Typical AD&D benefits range from $100,000 to $500,000. If you have a family depending on your income, this coverage is critical. It is not a replacement for life insurance, but it provides an immediate benefit specifically tied to occupational accidents.
24-Hour Coverage vs Occupational-Only
OA policies come in two flavors:
Occupational-only covers injuries during work activities — loading, driving under dispatch, pre-trip inspections, securing cargo. Slip in your shower at the truck stop? Not covered.
24-hour coverage extends protection around the clock, on or off duty. Costs 40-60% more than occupational-only. If you do not have personal health insurance (and many owner-operators do not), 24-hour OA may be your only medical safety net.
How OA Interacts With Health Insurance
OA is accident insurance, not health insurance. A heart attack while driving is a medical event, not an accident — OA may not cover it. Chronic conditions from years of trucking (back problems, sleep apnea) are not accidents either.
The ideal setup: health insurance for illness and preventive care, plus OA for work accidents and disability income. If you can only afford one, OA arguably covers the more catastrophic scenario — a work injury that stops your income while generating massive medical bills.
Why Carriers Require It
Many carriers require OA as a lease condition. Without it, an injured operator might file a misclassification claim arguing they were really an employee entitled to workers’ comp. OA gives operators a coverage mechanism, reducing that legal risk for carriers.
Some carriers offer group OA plans at negotiated rates — often cheaper than individual policies. If your carrier offers one, compare the coverage terms carefully. Group plans may have better rates but less flexibility.
State-Specific Issues
Texas is a non-subscriber state for workers’ compensation, meaning employers are not required to carry workers’ comp. This makes OA especially important for owner-operators in Texas because the entire state operates with less of a safety net.

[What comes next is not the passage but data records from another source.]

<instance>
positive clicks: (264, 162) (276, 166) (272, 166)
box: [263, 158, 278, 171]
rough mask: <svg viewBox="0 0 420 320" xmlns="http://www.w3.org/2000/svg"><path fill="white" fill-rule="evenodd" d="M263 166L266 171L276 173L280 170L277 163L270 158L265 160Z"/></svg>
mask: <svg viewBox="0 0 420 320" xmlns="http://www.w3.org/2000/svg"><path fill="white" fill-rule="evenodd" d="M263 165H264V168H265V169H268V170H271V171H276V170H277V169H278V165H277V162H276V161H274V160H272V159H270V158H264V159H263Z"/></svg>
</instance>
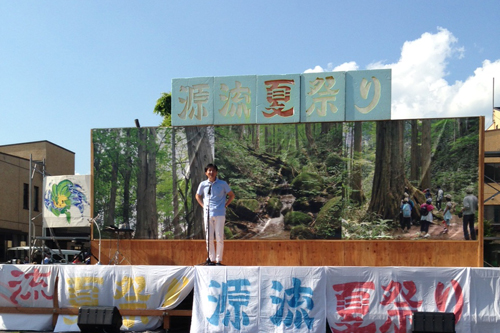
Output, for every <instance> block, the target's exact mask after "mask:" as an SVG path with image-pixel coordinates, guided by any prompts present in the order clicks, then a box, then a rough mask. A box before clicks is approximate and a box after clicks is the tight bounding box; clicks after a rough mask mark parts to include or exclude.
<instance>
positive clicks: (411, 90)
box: [315, 28, 500, 126]
mask: <svg viewBox="0 0 500 333" xmlns="http://www.w3.org/2000/svg"><path fill="white" fill-rule="evenodd" d="M457 43H458V40H457V38H455V36H453V34H452V33H451V32H450V31H448V30H447V29H443V28H438V31H437V33H428V32H426V33H424V34H422V36H420V38H418V39H416V40H413V41H407V42H405V43H404V44H403V47H402V48H401V56H400V58H399V60H398V61H397V62H396V63H393V64H384V63H383V62H377V63H372V64H369V65H368V66H367V69H383V68H391V69H392V118H393V119H412V118H442V117H463V116H486V122H485V123H486V126H488V125H489V124H490V123H491V113H492V82H493V78H494V77H500V59H498V60H495V61H489V60H484V61H483V63H482V66H481V67H479V68H477V69H476V70H475V71H474V73H472V74H471V76H469V77H468V78H467V79H466V80H465V81H456V82H454V83H448V82H447V81H446V80H445V77H446V75H447V74H448V73H447V65H448V61H449V60H450V59H451V58H452V57H456V58H457V59H462V58H463V57H464V53H465V51H464V48H463V47H461V46H457V45H456V44H457ZM328 67H329V69H330V68H332V67H333V66H332V65H331V64H328ZM358 67H359V66H358V65H357V64H356V63H355V62H354V61H352V62H348V63H344V64H341V65H339V66H337V67H334V68H333V69H331V70H332V71H347V70H357V69H358ZM316 69H322V68H321V67H320V66H316V67H315V70H316ZM318 71H319V70H318ZM497 90H498V89H497ZM498 98H500V94H497V96H496V98H495V100H496V101H497V102H496V103H497V104H499V99H498Z"/></svg>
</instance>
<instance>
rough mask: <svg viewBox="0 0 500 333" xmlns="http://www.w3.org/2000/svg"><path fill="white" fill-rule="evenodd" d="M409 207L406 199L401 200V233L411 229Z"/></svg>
mask: <svg viewBox="0 0 500 333" xmlns="http://www.w3.org/2000/svg"><path fill="white" fill-rule="evenodd" d="M411 209H412V207H411V205H410V203H409V202H408V198H404V200H401V211H402V213H403V219H402V220H401V230H402V231H403V232H410V228H411ZM405 228H406V230H405Z"/></svg>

If you are hurt and have no OA and no workers’ comp, your options are limited to personal health insurance and lawsuits.
Oklahoma has specific requirements related to OA coverage for motor carriers, including minimum benefit levels and coverage terms. If you operate in Oklahoma, check with your agent about state compliance.
California is complicated by AB5, the law that tightened the rules for who can be classified as an independent contractor. If you are operating in California and classified as a contractor, make sure your classification holds up under AB5. If it does not, you may be entitled to workers’ comp as an employee — but your carrier may also terminate the relationship. OA provides a safety net while these classification issues are being sorted out.

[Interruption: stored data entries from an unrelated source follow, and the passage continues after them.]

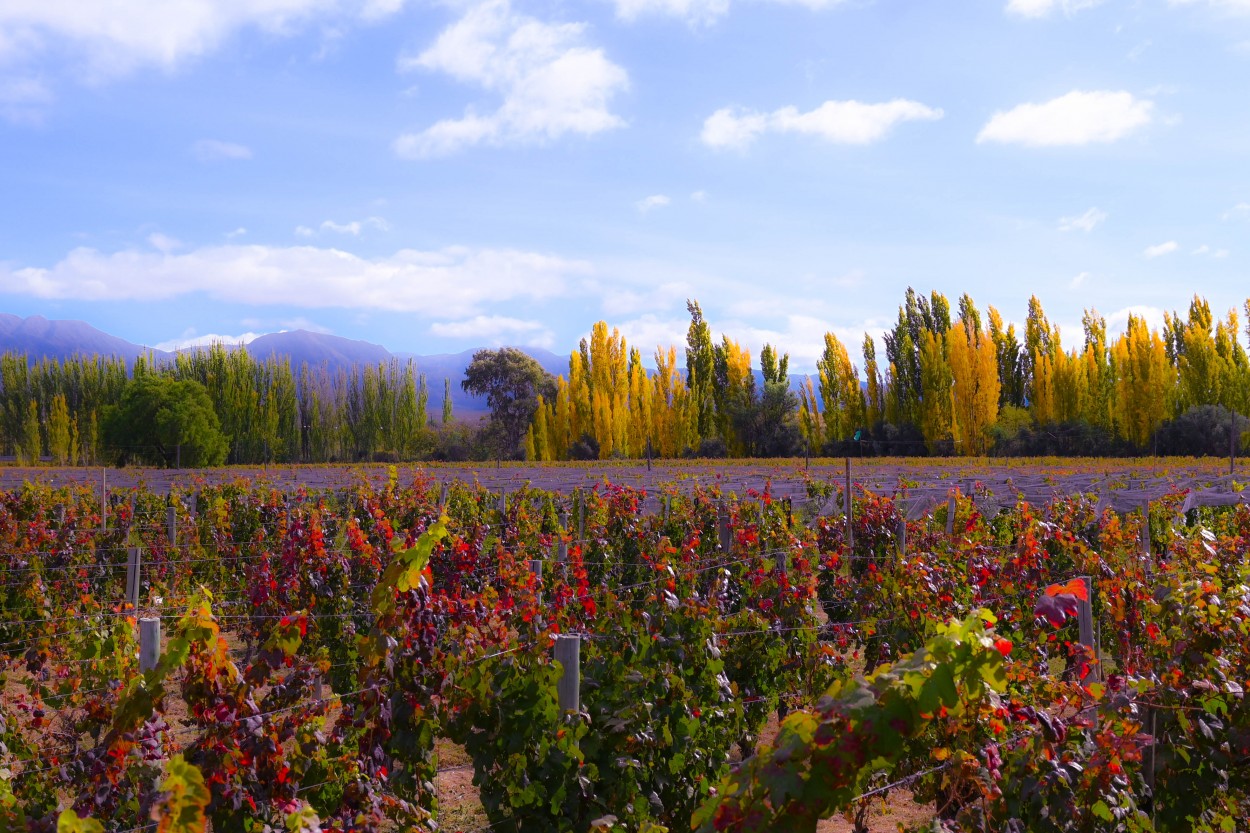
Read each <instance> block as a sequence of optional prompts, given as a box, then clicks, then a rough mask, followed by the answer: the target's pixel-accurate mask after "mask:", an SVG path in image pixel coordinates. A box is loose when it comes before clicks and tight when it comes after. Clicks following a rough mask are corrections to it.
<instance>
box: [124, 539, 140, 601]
mask: <svg viewBox="0 0 1250 833" xmlns="http://www.w3.org/2000/svg"><path fill="white" fill-rule="evenodd" d="M126 554H128V557H129V558H128V559H126V602H129V603H130V609H131V610H138V609H139V585H140V584H141V578H143V555H141V553H140V550H139V548H138V547H130V548H129V549H128V552H126Z"/></svg>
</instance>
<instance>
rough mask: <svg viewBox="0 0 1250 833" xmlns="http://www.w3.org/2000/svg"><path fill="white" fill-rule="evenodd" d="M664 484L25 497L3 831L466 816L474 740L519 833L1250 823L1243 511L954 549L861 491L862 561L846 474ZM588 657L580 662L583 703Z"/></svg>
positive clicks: (306, 829) (435, 486) (860, 529)
mask: <svg viewBox="0 0 1250 833" xmlns="http://www.w3.org/2000/svg"><path fill="white" fill-rule="evenodd" d="M660 492H661V493H662V495H664V497H665V499H664V500H662V503H661V505H662V510H661V512H660V513H651V514H647V513H644V512H642V509H641V504H642V502H644V498H645V493H644V492H642V490H639V489H632V488H626V487H620V485H614V484H611V483H607V482H604V483H602V484H600V485H599V487H596V488H595V489H587V490H582V492H579V493H577V494H575V495H574V494H559V493H552V492H545V490H537V489H530V488H525V489H519V490H516V492H514V493H510V494H507V497H506V499H505V502H504V505H502V509H501V505H500V499H499V495H497V494H491V493H489V492H486V490H484V489H480V488H472V487H467V485H462V484H456V485H452V487H451V488H450V489H449V490H442V489H440V488H439V485H437V484H435V483H432V482H430V480H427V479H424V478H421V477H417V478H416V479H415V480H412V482H411V483H406V484H404V483H400V482H399V480H397V478H395V477H392V478H391V479H390V482H387V483H385V484H381V485H370V484H366V483H361V484H359V485H357V487H355V488H352V489H342V490H336V492H310V490H306V489H300V490H297V492H291V493H287V492H282V490H279V489H276V488H274V487H272V485H270V484H265V483H264V482H249V480H239V482H236V483H230V484H222V485H206V487H204V488H202V489H201V490H200V492H199V494H197V499H196V502H195V507H196V510H195V513H194V514H192V513H191V512H190V500H189V493H183V492H175V493H174V494H173V495H159V494H154V493H151V492H146V490H125V492H119V493H114V494H113V495H111V497H113V505H111V507H110V508H109V513H108V514H109V522H108V523H109V525H108V528H105V529H101V512H100V505H99V502H98V494H96V493H95V492H93V490H91V489H86V488H69V487H65V488H60V489H51V488H47V487H37V485H27V487H25V488H22V489H19V490H14V492H8V493H0V570H2V573H0V577H2V578H0V592H2V594H4V603H2V610H0V657H2V659H4V675H5V689H4V690H5V693H4V697H2V700H0V743H2V748H0V829H2V830H51V829H60V830H83V832H84V833H89V832H91V830H113V832H121V830H124V832H128V833H135V832H138V830H146V829H159V830H191V829H205V828H206V824H211V829H214V830H216V832H232V830H240V832H242V830H269V829H287V830H292V832H294V830H391V829H396V825H397V827H400V828H402V829H412V830H430V832H432V830H444V829H454V828H447V827H445V825H442V824H440V817H441V814H440V807H439V795H437V790H436V789H435V788H434V784H435V780H436V779H437V777H439V773H440V770H445V769H446V764H445V763H444V762H441V760H440V754H439V753H440V750H445V749H447V748H449V744H454V745H457V747H461V748H462V749H464V753H465V755H467V760H469V762H470V764H466V767H471V768H472V772H474V780H475V783H476V785H477V788H479V792H480V799H481V805H482V810H484V813H485V818H486V819H487V820H486V824H489V827H490V828H491V829H501V830H565V832H581V830H589V829H599V830H621V832H625V830H629V832H652V833H654V832H655V830H662V829H669V830H687V829H692V828H694V829H699V830H814V829H815V825H816V823H818V820H819V819H820V818H824V817H829V815H833V814H839V813H841V814H846V815H848V817H849V818H850V819H851V820H853V823H855V824H856V825H860V827H861V825H863V824H864V819H865V815H866V813H868V810H869V808H871V807H873V805H874V803H879V802H880V800H881V799H883V798H884V797H885V795H888V794H889V792H890V789H893V788H896V787H901V785H906V787H908V789H909V790H911V793H913V794H914V795H915V799H916V800H918V802H921V803H923V804H925V805H928V807H930V808H931V812H933V815H934V818H933V822H931V823H930V825H929V827H926V828H925V829H945V830H985V829H993V830H1019V832H1023V830H1056V832H1058V830H1065V832H1068V830H1073V832H1076V830H1081V832H1085V830H1154V829H1158V830H1234V829H1238V824H1239V823H1240V822H1239V819H1243V818H1246V817H1248V814H1250V813H1248V810H1250V792H1248V790H1250V784H1248V772H1250V768H1248V767H1246V763H1248V762H1250V714H1248V709H1246V704H1245V700H1244V697H1243V687H1244V685H1245V684H1246V675H1248V670H1246V669H1248V668H1250V655H1248V654H1250V638H1248V634H1250V628H1248V619H1250V588H1248V584H1250V580H1248V579H1250V577H1248V567H1246V564H1245V558H1244V554H1245V552H1246V547H1248V542H1246V537H1248V534H1250V510H1248V509H1246V508H1244V507H1239V508H1228V509H1203V510H1198V512H1193V513H1190V514H1189V515H1188V517H1186V515H1181V514H1179V510H1178V509H1179V507H1180V504H1181V502H1183V500H1184V495H1183V494H1180V493H1178V494H1173V495H1169V497H1166V498H1164V499H1161V500H1156V502H1155V503H1153V504H1151V508H1150V514H1149V518H1144V517H1143V515H1140V514H1133V515H1128V517H1124V515H1118V514H1115V513H1111V512H1105V513H1101V514H1096V513H1095V512H1094V505H1095V502H1094V499H1091V498H1089V497H1083V495H1074V497H1070V498H1064V499H1059V500H1055V502H1054V503H1051V504H1050V505H1048V507H1031V505H1029V504H1026V503H1020V504H1019V505H1016V507H1014V508H1010V509H1008V510H1005V512H1001V513H999V514H996V515H995V517H986V515H983V514H981V513H980V512H979V510H978V508H976V504H975V503H974V502H973V500H970V499H968V498H965V497H960V498H959V499H958V500H956V502H955V504H954V505H955V515H954V517H953V518H951V519H949V520H950V524H949V525H948V518H946V512H948V509H946V507H945V505H943V507H939V508H938V509H936V510H935V513H934V514H931V515H928V517H924V518H920V519H916V520H910V522H903V518H901V515H900V513H899V510H898V508H896V507H895V503H894V500H893V499H891V497H889V495H883V494H873V493H870V492H868V490H864V489H858V490H856V492H855V494H854V504H855V505H854V513H853V514H854V529H853V533H854V535H853V540H854V545H853V547H849V545H848V542H846V540H845V539H844V537H845V532H846V529H845V524H844V522H843V515H841V514H840V510H836V507H838V505H839V504H840V502H841V500H843V498H844V495H843V494H841V493H840V492H839V489H838V487H836V485H834V484H829V483H821V482H816V480H813V482H811V483H810V484H809V495H810V499H809V500H806V502H804V500H798V502H789V500H774V499H773V498H771V495H770V490H769V488H768V485H766V484H765V483H761V484H760V489H759V490H758V492H756V490H749V492H746V493H744V494H740V495H731V494H721V493H720V492H719V489H717V488H715V487H709V488H702V487H696V488H694V490H690V492H685V493H682V492H679V490H677V489H676V488H675V487H665V488H661V489H660ZM170 503H173V505H174V507H175V514H176V534H175V535H174V540H173V542H171V540H170V535H169V530H168V528H166V524H165V518H166V510H168V507H169V505H170ZM821 509H826V510H828V509H834V512H833V513H831V514H820V513H821ZM900 523H905V524H906V527H905V532H906V542H908V545H906V550H905V552H900V549H899V547H898V533H899V525H900ZM1143 523H1149V532H1148V538H1149V540H1150V544H1151V547H1150V552H1151V553H1154V554H1149V553H1148V552H1145V549H1144V548H1143V547H1141V542H1143V530H1141V524H1143ZM725 525H727V530H729V534H727V537H722V535H721V529H722V527H725ZM948 528H949V529H950V530H951V532H950V533H949V534H948ZM133 547H140V548H141V550H143V563H144V568H143V580H141V588H140V602H139V605H138V609H130V608H129V607H128V605H125V604H124V603H123V602H121V599H123V598H124V595H125V587H124V583H125V572H126V570H125V567H126V563H128V550H129V549H130V548H133ZM539 564H541V567H539ZM1080 575H1088V577H1091V578H1093V587H1094V593H1093V594H1091V595H1090V597H1088V598H1086V599H1084V600H1088V602H1089V603H1090V604H1091V607H1093V613H1094V619H1095V623H1096V627H1098V632H1099V633H1100V634H1101V639H1100V649H1099V650H1095V652H1090V650H1086V649H1085V648H1083V647H1081V645H1080V644H1078V642H1076V625H1075V623H1074V622H1073V620H1071V619H1070V614H1073V613H1075V610H1076V607H1078V603H1079V602H1080V600H1083V599H1080V598H1078V597H1081V595H1084V590H1083V589H1081V587H1083V585H1080V583H1076V584H1073V583H1071V579H1073V578H1075V577H1080ZM151 615H160V617H161V618H163V619H164V622H165V630H166V638H165V642H164V647H163V648H164V650H163V654H161V658H160V660H159V663H158V664H156V667H155V668H153V669H150V670H146V672H140V670H139V665H138V652H136V648H138V645H136V637H135V633H136V630H135V624H136V618H138V617H151ZM555 634H577V635H580V637H581V643H580V645H581V647H580V692H581V707H580V710H579V712H576V713H574V712H567V713H566V712H561V709H560V707H559V704H557V699H556V682H557V679H559V677H560V674H561V670H562V669H561V668H560V667H559V664H557V663H555V660H554V659H552V650H551V648H552V642H554V635H555ZM773 714H778V715H779V717H781V718H784V719H783V720H781V724H780V730H779V733H778V734H776V737H775V739H771V740H770V742H769V743H763V742H761V737H760V735H761V732H763V729H764V727H765V724H766V722H768V719H769V717H770V715H773Z"/></svg>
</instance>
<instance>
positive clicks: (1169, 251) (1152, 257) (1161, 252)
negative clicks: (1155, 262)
mask: <svg viewBox="0 0 1250 833" xmlns="http://www.w3.org/2000/svg"><path fill="white" fill-rule="evenodd" d="M1179 248H1180V245H1179V244H1178V243H1176V241H1175V240H1169V241H1168V243H1160V244H1159V245H1154V246H1146V249H1145V251H1143V253H1141V254H1143V256H1145V258H1161V256H1164V255H1168V254H1171V253H1174V251H1176V249H1179Z"/></svg>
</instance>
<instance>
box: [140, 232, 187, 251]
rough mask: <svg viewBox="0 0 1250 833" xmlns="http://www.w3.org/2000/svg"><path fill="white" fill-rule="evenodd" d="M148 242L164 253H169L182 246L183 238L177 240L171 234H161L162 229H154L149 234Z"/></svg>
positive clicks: (152, 246) (154, 248) (158, 250)
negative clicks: (168, 234) (181, 241)
mask: <svg viewBox="0 0 1250 833" xmlns="http://www.w3.org/2000/svg"><path fill="white" fill-rule="evenodd" d="M148 243H150V244H151V248H153V249H156V251H160V253H163V254H169V253H170V251H173V250H174V249H179V248H181V245H183V243H181V240H176V239H174V238H171V236H169V235H165V234H161V233H160V231H154V233H153V234H149V235H148Z"/></svg>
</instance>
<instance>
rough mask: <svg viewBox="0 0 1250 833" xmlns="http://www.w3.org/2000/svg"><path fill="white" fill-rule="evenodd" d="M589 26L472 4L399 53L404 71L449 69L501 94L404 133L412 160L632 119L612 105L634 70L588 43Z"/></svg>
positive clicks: (548, 139)
mask: <svg viewBox="0 0 1250 833" xmlns="http://www.w3.org/2000/svg"><path fill="white" fill-rule="evenodd" d="M585 30H586V25H585V24H580V23H566V24H551V23H544V21H541V20H537V19H535V18H530V16H526V15H522V14H519V13H516V11H514V10H512V8H511V5H510V4H509V1H507V0H485V3H480V4H477V5H475V6H472V8H470V9H469V10H467V11H466V13H465V14H464V16H462V18H461V19H460V20H459V21H456V23H455V24H452V25H451V26H449V28H447V29H446V30H444V31H442V34H440V35H439V38H437V40H436V41H435V43H434V45H432V46H430V48H429V49H426V50H425V51H422V53H420V54H419V55H415V56H407V58H402V59H401V60H400V69H401V70H425V71H435V73H445V74H447V75H450V76H451V78H454V79H456V80H459V81H462V83H466V84H472V85H475V86H479V88H482V89H485V90H486V91H489V93H492V94H495V95H497V96H499V98H500V99H501V103H500V105H499V108H497V109H495V111H494V113H487V114H479V113H477V111H476V110H475V109H474V108H469V109H466V110H465V114H464V116H462V118H459V119H444V120H442V121H439V123H436V124H434V125H431V126H429V128H426V129H425V130H421V131H419V133H410V134H405V135H401V136H400V138H399V139H396V140H395V143H394V149H395V153H396V154H397V155H399V156H402V158H405V159H427V158H431V156H445V155H447V154H452V153H456V151H459V150H462V149H465V148H470V146H474V145H481V144H486V145H505V144H515V143H522V144H524V143H541V141H549V140H554V139H559V138H561V136H564V135H566V134H577V135H586V136H589V135H594V134H597V133H602V131H605V130H614V129H616V128H621V126H624V125H625V120H624V119H621V118H620V116H617V115H616V114H615V113H612V111H611V110H610V104H611V100H612V99H614V98H615V96H616V95H617V94H619V93H621V91H624V90H626V89H627V88H629V74H627V73H626V71H625V70H624V69H622V68H621V66H619V65H616V64H614V63H612V61H610V60H609V59H607V56H606V55H605V54H604V50H602V49H599V48H594V46H590V45H587V44H586V43H585Z"/></svg>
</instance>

New Jersey has similarly strict worker classification rules. The state aggressively pursues misclassification, and the line between employee and contractor is drawn more tightly than in most states.
The Bottom Line
Occupational accident insurance is not exciting. Nobody buys a truck dreaming about their OA coverage. But it is the policy that stands between a work injury and financial catastrophe.
If you are an independent owner-operator, you do not have workers’ comp. OA fills that gap. Get at least $1M in accident medical, as much disability income as you can afford, and seriously consider 24-hour coverage if you do not have personal health insurance.
Your ability to earn depends on your ability to drive. When that ability is temporarily taken away by an injury, OA keeps the bills paid and the medical care coming. At $150-300 per month for most policies, it is one of the most important investments you can make in your own business.
Do not wait until you are lying in a hospital bed to wish you had it.